A particularly ignoble aspect of the controversy is the spectacle of a fellow cartoonist putting the boot in. Jim Hubbard has drawn not one but two cartoons taking a whack at Tremain, which strikes me as contemptible.
Hubbard’s cartoons are often close to the bone too, though at the opposite end of the political spectrum from Tremain’s, and it’s not hard to envisage circumstances in which he too might be publicly pilloried, in which case I’m sure he would appreciate a bit of solidarity.
As an aside, I can’t help wondering whether the ODT's display of tone-deafness over the Tremain cartoon is a Dunedin thing. No offence to the ODT – a paper for which I have great respect – or to the residents of that estimable city, but Dunedin is a bit isolated from the cultural mainstream and possibly not quite in tune with how issues are viewed in other parts of the country. Could that explain the ODT’s spectacular lapse of judgment?
Karl du Fresne, a freelance journalist, is the
former editor of The Dominion newspaper. He blogs at karldufresne.blogspot.co.nz.
3 comments:
I support Garrick Tremain because his work is always understandable , of high artistic merit , skillful adaption of our English language , and with enough poetic license to be provocative or contemplative .
If the majority had decided to consider what point was being made and considered that NON Vaccination of their children is heinous against your children's health and safety a different conclusion should be reached.
The cartoon did not take the children's lives , unfortunately Non Vaccination for measles stole many children's future and that is a parental responsibility.
the woke will always be offended... tremain's cartoon was a light-hearted take of a tragic situation, perhaps slightly in bad taste. But if we fail to be able to laugh at these sad issues we will then fail as a human race... & be in a state of constant anxiety.

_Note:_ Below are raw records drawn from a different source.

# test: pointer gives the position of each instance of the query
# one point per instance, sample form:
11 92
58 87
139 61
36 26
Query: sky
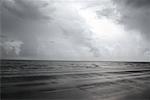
75 30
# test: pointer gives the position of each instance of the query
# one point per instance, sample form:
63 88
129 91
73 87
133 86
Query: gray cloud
135 15
10 47
55 30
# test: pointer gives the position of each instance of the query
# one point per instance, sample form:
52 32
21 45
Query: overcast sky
75 29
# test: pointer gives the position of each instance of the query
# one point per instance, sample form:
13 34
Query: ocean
74 80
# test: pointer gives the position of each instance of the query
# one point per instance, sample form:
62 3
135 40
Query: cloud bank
77 30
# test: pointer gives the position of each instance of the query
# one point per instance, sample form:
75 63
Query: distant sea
74 80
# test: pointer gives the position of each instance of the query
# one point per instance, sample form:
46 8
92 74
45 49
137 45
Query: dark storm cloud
18 20
135 15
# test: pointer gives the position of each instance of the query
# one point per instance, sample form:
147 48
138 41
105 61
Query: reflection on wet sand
43 80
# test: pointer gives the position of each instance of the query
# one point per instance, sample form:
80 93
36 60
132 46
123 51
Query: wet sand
76 81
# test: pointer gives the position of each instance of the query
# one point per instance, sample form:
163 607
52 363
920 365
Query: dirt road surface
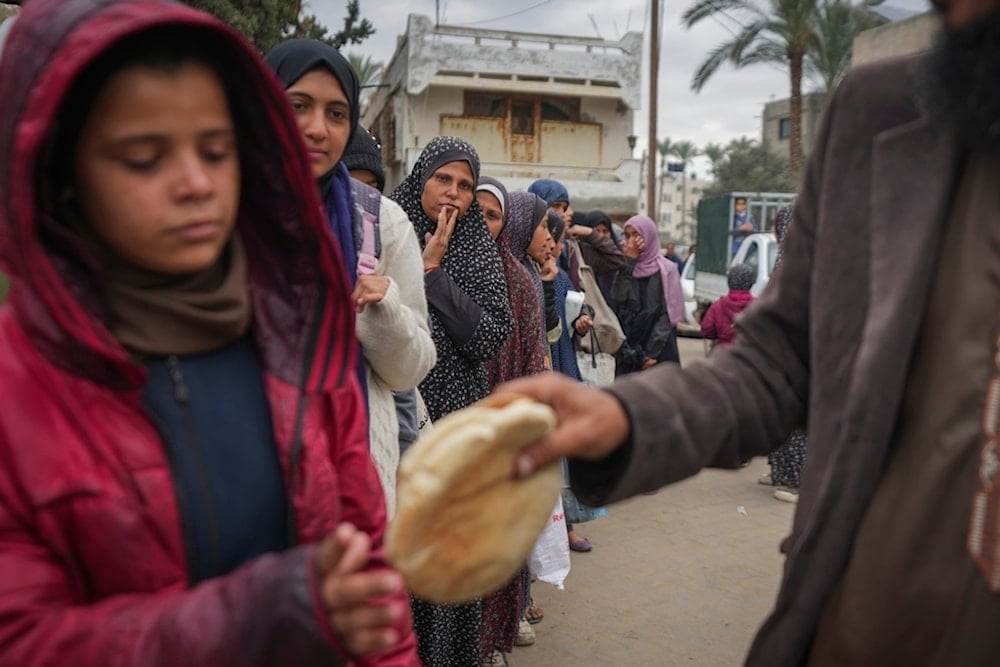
682 577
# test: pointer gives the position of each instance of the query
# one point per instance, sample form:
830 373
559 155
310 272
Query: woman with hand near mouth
470 320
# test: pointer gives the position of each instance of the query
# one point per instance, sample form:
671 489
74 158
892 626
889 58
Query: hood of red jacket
297 281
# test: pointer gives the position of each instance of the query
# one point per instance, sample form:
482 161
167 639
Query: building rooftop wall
911 35
605 68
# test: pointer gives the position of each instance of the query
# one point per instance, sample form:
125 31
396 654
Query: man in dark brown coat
880 332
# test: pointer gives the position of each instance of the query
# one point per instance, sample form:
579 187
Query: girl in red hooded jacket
184 471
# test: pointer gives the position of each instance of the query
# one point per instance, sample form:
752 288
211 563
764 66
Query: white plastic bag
549 560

On the other hand, Murdoch's recent cartoon of Seymour was both racist & anti-semitic - where were the offended woke crying outrage over this? Surely the woke aren't politically propagandised?
The whole affair smacks of a NZ version of Charlie Hebdo — death by bullying, harassment, and abuse. All things which are normally verboten, but which suddenly become ok when they're in a woke cause.